James Ponet ’68 is the first Yale graduate to serve as Yale’s Jewish chaplain. He may also be the first rabbi to conduct the wedding of a presidential son or daughter. But Ponet was something of a celebrity at Yale long before he gained national celebrity status for co-officiating, with a Methodist minister, at the wedding of Chelsea Clinton and Marc Mezvinksy. In a New York Times mini-profile this week, Ponet says he first “glimpsed observant Judaism” as a student at the home of Yale’s then-rabbi, Richard Israel, and was “enchanted.” By the time he graduated from Yale, Ponet had decided to study at the seminary of the Reform movement, where he was ordained in 1973.

He returned to campus in 1981 as the university’s Jewish chaplain and, later, director of the Joseph Slifka Center for Jewish Life. His profile in the 1980s included hosting a radio show on student-run WYBC and hopping on dining hall tables to blow a ram’s horn on Rosh Hashana. More recently, he has co-taught a Yale Law School course on the Book of Job and a college seminar with Dr. Ruth Westheimer on “The Family in the Jewish Tradition.”
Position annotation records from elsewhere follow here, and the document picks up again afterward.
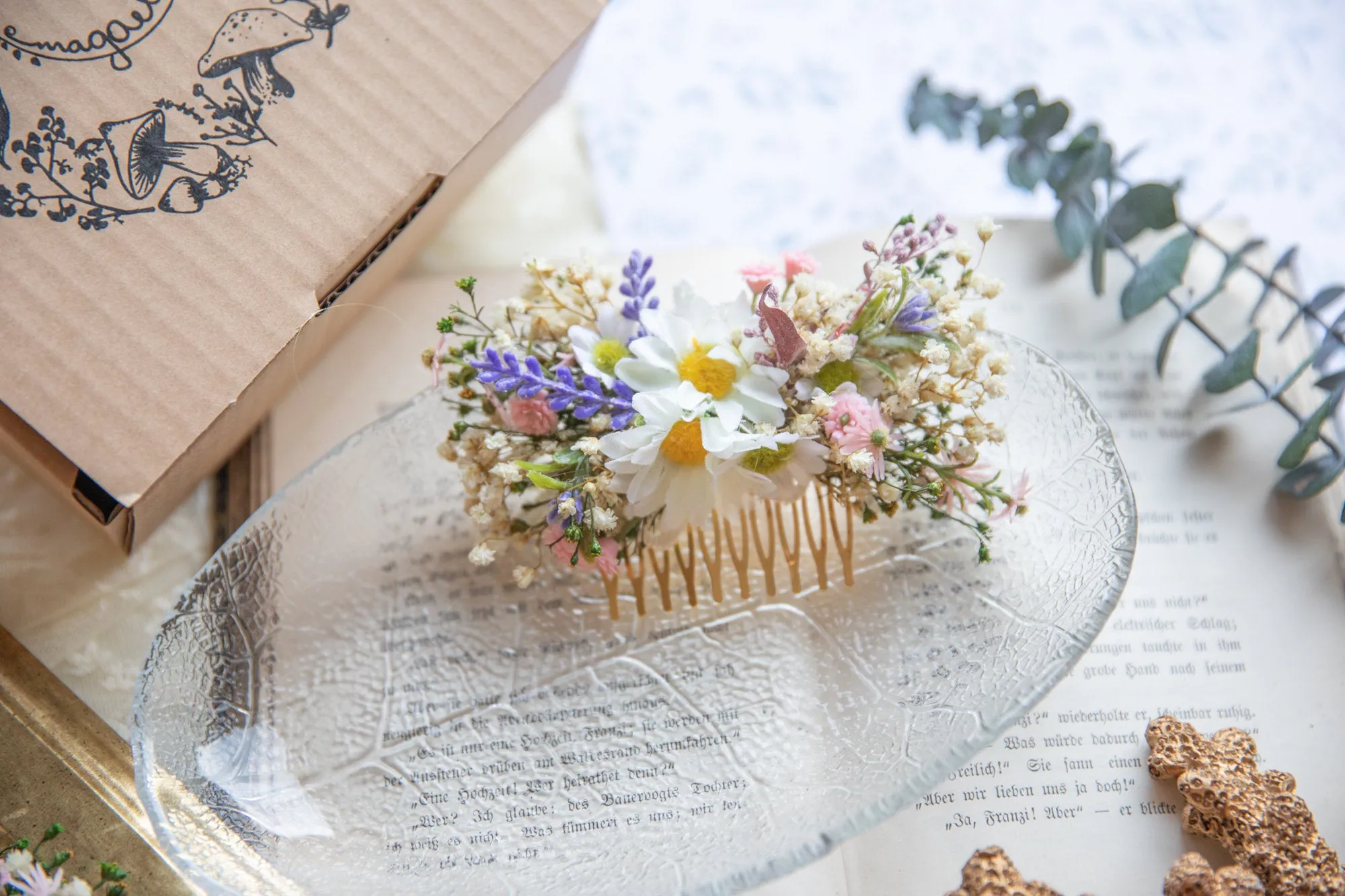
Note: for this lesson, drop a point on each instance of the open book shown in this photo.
(1233, 616)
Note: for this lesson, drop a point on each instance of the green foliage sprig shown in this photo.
(1101, 210)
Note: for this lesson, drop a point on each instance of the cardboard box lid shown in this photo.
(184, 184)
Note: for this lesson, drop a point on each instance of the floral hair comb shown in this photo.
(614, 430)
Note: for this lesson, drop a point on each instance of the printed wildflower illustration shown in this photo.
(598, 420)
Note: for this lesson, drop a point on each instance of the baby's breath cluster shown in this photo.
(597, 419)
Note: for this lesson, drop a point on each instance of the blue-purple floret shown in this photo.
(553, 516)
(506, 374)
(915, 315)
(637, 287)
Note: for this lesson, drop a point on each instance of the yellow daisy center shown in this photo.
(708, 374)
(683, 444)
(607, 353)
(767, 460)
(836, 373)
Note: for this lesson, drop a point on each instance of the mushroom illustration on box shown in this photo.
(76, 178)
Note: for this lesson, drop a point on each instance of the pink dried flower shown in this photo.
(759, 275)
(855, 424)
(797, 263)
(564, 551)
(529, 416)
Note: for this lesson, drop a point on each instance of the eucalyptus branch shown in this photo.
(1079, 169)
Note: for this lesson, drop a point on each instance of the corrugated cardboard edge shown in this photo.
(232, 427)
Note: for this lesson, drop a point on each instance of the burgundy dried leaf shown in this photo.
(789, 343)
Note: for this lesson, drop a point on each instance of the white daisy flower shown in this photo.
(697, 350)
(675, 460)
(601, 350)
(792, 464)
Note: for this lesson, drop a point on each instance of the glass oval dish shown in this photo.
(341, 702)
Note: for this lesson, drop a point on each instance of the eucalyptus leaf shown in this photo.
(1083, 171)
(1149, 206)
(1237, 368)
(1281, 388)
(1308, 432)
(1285, 261)
(1312, 478)
(992, 126)
(898, 342)
(1028, 166)
(1046, 123)
(1157, 278)
(1074, 228)
(945, 111)
(543, 481)
(1332, 382)
(1325, 298)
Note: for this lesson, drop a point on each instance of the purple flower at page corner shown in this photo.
(637, 287)
(915, 315)
(553, 516)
While mum on the specifics of the Clinton wedding (he would tell the Yale Daily News only that “a number of people” put him in touch with the couple), Ponet did acknowledge that until recent years he declined to perform interfaith weddings—a no-no in traditional Judaism that is also officially discouraged by the more liberal Reform movement. Now—perhaps fittingly for a teacher and intellectual provocateur—his role in this front-page nuptial has stirred a national discussion about intermarriage.